Monday, November 1, 2010

If You Are a Protestant, What Are You Protesting?

Friend and ministerial colleague, Wes White, has an interesting post entitled, If You Are a Protestant, What Are You Protesting? Yesterday, as we all know, was Halloween. But for Protestants it marked the beginning of the Protestant Reformation because on that date in 1517 Martin Luther nailed his 95 Theses to the church door in Wittenberg, Germany.

Yesterday I preached on the topic that the Protestant Reformation was more than an outpouring of the Holy Spirit: indeed, the Protestant Reformation was largely a recovery of the person and work of the Holy Spirit. One need only read books three and four of Calvin's Institutes to see why he has been called, The Theologian of the Holy Spirit.  So, to answer Wes' question, let me give you a tidbit from my sermon of yesterday morning.

We as Protestants formally protest the basis on which The Roman Catholic Church interprets Scripture.  The Roman Catholic Church teaches the following:

“But since sacred Scripture must be read and interpreted with its divine authorship in mind, no less attention must be devoted to the content and unity of the whole of Scripture, taking into account the Tradition of the entire Church and the analogy of faith, if we are to derive their true meaning from the sacred texts…the manner of interpreting Scripture is ultimately subject to the judgment of the Church which exercises the divinely conferred commission and ministry of watching over and interpreting the Word of God.”  Vatican Council II, The Conciliar and Post Conciliar Documents. The Liturgical Press, Collegeville, Minnesota, 1977. p. 758 Sacred Scripture and Its Interpretation.

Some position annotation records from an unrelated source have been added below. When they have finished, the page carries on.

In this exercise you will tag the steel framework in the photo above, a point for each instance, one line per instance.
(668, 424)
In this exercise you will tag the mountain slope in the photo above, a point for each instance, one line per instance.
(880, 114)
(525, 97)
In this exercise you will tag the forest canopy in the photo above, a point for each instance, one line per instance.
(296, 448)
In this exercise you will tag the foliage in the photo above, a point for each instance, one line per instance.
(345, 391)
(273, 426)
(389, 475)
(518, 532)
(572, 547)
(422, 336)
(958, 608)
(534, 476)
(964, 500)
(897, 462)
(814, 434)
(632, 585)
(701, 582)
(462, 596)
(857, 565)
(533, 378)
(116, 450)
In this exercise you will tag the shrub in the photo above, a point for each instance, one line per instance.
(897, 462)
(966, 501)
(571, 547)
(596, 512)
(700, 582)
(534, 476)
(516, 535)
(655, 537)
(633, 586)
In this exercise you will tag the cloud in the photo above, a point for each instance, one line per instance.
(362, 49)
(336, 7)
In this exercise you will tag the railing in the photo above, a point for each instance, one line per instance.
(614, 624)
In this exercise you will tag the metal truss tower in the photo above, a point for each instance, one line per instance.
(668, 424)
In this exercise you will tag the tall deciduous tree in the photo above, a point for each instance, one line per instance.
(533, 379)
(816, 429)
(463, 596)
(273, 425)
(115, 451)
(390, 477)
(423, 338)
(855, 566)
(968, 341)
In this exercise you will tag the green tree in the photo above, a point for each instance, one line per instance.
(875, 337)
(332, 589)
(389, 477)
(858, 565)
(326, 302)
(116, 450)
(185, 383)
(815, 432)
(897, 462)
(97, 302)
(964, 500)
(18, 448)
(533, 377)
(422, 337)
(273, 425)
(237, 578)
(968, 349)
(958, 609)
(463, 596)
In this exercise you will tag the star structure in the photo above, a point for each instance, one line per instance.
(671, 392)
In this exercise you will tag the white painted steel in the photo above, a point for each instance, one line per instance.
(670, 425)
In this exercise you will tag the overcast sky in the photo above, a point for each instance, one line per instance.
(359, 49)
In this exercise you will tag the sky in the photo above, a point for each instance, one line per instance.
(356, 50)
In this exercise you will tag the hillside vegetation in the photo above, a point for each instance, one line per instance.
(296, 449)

 “As a result the Church, to whom the transmission and interpretation of Revelation is entrusted, does not derive her certainty about all revealed truths from the holy Scriptures alone. Both Scripture and Tradition must be accepted and honored with equal sentiments of devotion and reverence.”  Catechism of the Catholic Church, Catholic Book Publishing, New York, 1994, United States Catholic Conference, Inc. - Libreria Editrice Vaticana. p. 26, paragraph 82.

“Sacred Tradition and Sacred Scripture make up a single deposit of the Word of God (DV 10), in which, as in a mirror, the pilgrim Church contemplates God, the source of all her riches.”  Catechism of the Catholic Church, Catholic Book Publishing, New York, 1994, United States Catholic Conference, Inc. - Libreria Editrice Vaticana.p. 28, paragraph 97.

We as Protestants protest this position on the grounds that the Holy Spirit, who is the author Scripture, is its  authoritative interpreteter.  Here is one classic Protestant response:

"The infallible rule of interpretation of Scripture is the Scripture itself: and therefore, when there is a question about the true and full sense of any Scripture (which is not manifold, but one), it must be searched and known by other places that speak more clearly."  Westminster Confession of Faith Chapter 1, Paragraph 9.

"The supreme judge by which all controversies of religion are to be determined, and all decrees of councils, opinions of ancient writers, doctrines of men, and private spirits, are to be examined, and in whose sentence we are to rest, can be no other but the Holy Spirit speaking in the Scripture."  Westminster Confession of Faith Chapter 1, Paragraph 10.
Here is another classic Protestant response...

"The true church can be recognized if it has the following marks: The church engages in the pure preaching of the gospel; it makes use of the pure administration of the sacraments as Christ instituted them; it practices church discipline for correcting faults.  In short, it governs itself according to the Word of God, rejecting all things contrary to it and holding Jesus Christ as the only Head.  By these marks one can be assured of recognizing the true church -- and no one ought to be separated from it..."

"...As for the false church, it assigns more authority to itself and its ordinances than to the Word of God; it does not want to subject itself to the yoke of Christ; it does not administer the sacraments as Christ commanded in his Word; it rather adds to them or subtracts from them as it pleases; it bases itself of men, more than on Jesus Christ; it persecutes those who live holy lives according to the Word of God and who rebuke it for its faults, greed, and idolatry.  These two churches are easy to recognize and thus to distinguish from each other."  From Article 29 of the Belgic Confession, as reproduced in Ecumenical Creeds and Confessions, CRC Publications, 1988, Grand Rapids, Michigan.